6. Cross-border transfers of personal data
   • We (and any subcontractor) must not transfer or otherwise process the Personal Data outside the EU without obtaining yoyur prior written consent.
7. Complaints, data subject requests and third-party rights
   • We must, subject to its reasonable costs being met by you, take such technical and organisational measures as may be appropriate, and promptly provide such information to you as you may reasonably require, to enable you to comply with:
     • the rights of Data Subjects under the Data Protection Legislation, including, but not limited to, subject access rights, the rights to rectify, port and erase personal data, object to the processing and automated processing of personal data, and restrict the processing of personal data; and
     • information or assessment notices served on you by the Commissioner under the Data Protection Legislation.

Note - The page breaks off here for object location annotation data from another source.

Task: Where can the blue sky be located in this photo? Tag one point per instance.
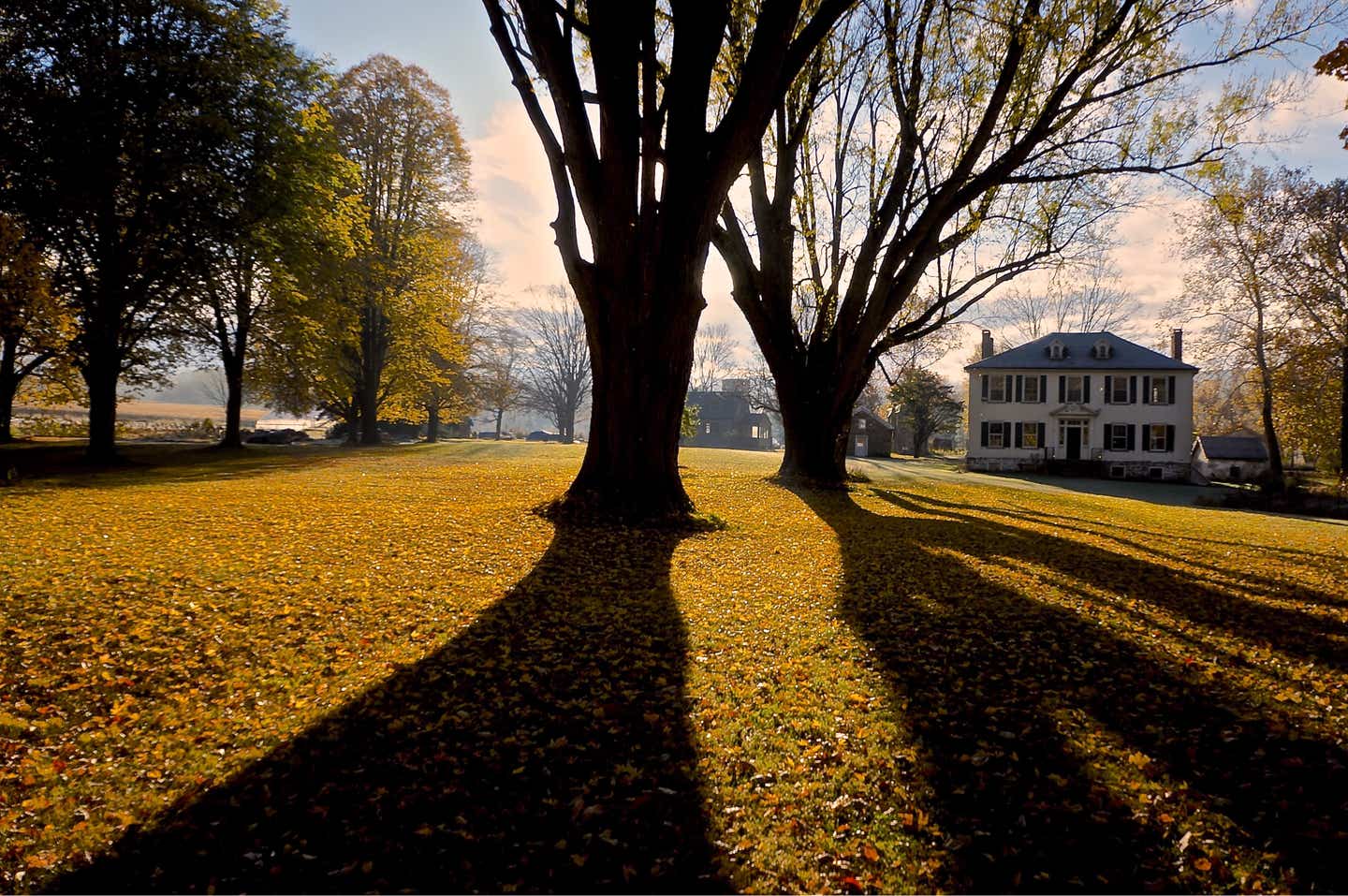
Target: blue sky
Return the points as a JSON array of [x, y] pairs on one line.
[[450, 39]]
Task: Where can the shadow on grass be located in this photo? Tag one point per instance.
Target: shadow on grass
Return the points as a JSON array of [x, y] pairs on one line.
[[545, 748], [1022, 708], [64, 463]]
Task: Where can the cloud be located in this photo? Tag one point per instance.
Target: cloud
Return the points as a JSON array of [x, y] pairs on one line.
[[515, 202]]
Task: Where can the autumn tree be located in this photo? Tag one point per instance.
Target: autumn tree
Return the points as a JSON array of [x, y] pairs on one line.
[[934, 151], [397, 125], [120, 150], [499, 371], [557, 371], [1316, 273], [447, 389], [1235, 242], [34, 326], [293, 197], [642, 159], [928, 404], [1081, 298]]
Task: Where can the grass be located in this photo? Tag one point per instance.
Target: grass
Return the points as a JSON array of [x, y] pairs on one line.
[[367, 669]]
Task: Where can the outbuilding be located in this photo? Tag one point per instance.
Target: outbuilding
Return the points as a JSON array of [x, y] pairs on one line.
[[1239, 457]]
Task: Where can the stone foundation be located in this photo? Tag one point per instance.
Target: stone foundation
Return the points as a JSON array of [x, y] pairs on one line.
[[1154, 470]]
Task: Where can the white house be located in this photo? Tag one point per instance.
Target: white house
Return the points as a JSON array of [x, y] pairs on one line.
[[1091, 401]]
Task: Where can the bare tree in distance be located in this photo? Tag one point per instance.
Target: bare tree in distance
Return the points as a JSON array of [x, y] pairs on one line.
[[1081, 298], [1235, 242], [643, 146], [557, 372], [713, 356]]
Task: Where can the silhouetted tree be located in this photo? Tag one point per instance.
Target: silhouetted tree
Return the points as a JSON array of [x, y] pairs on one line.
[[642, 146]]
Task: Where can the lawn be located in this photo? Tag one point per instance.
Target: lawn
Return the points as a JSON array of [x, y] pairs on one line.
[[376, 669]]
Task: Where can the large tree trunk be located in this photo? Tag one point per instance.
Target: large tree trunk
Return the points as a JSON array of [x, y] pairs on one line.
[[1266, 413], [101, 375], [8, 387], [815, 404], [432, 423], [640, 356], [1342, 411], [233, 404]]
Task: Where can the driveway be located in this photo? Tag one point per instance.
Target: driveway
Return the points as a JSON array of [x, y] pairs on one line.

   • We must notify you immediately in writing if it receives any complaint, notice or communication that relates directly or indirectly to the processing of the Personal Data or to either party’s compliance with the Data Protection Legislation.
   • We must notify you within two days if it receives a request from a Data Subject for access to their Personal Data or to exercise any of their other rights under the Data Protection Legislation.
   • We will give you, subject to its reasonable costs being met, its full co-operation and assistance in responding to any complaint, notice, communication or Data Subject request.
   • We must not disclose the Personal Data to any Data Subject or to a third-party other than in accordance with your written instructions, or as required by domestic law.
8. Records
   • We will keep detailed, accurate and up-to-date written records regarding any processing of the Personal Data, including but not limited to, the access, control and security of the Personal Data, the processing purposes, categories of processing, and a general description of the technical and organisational security measures referred to in Clause 4.
   • We will ensure that the Records are sufficient to enable you to verify our compliance with its obligations under this Agreement and the Data Protection Legislation and we will provide you with copies of the records upon request.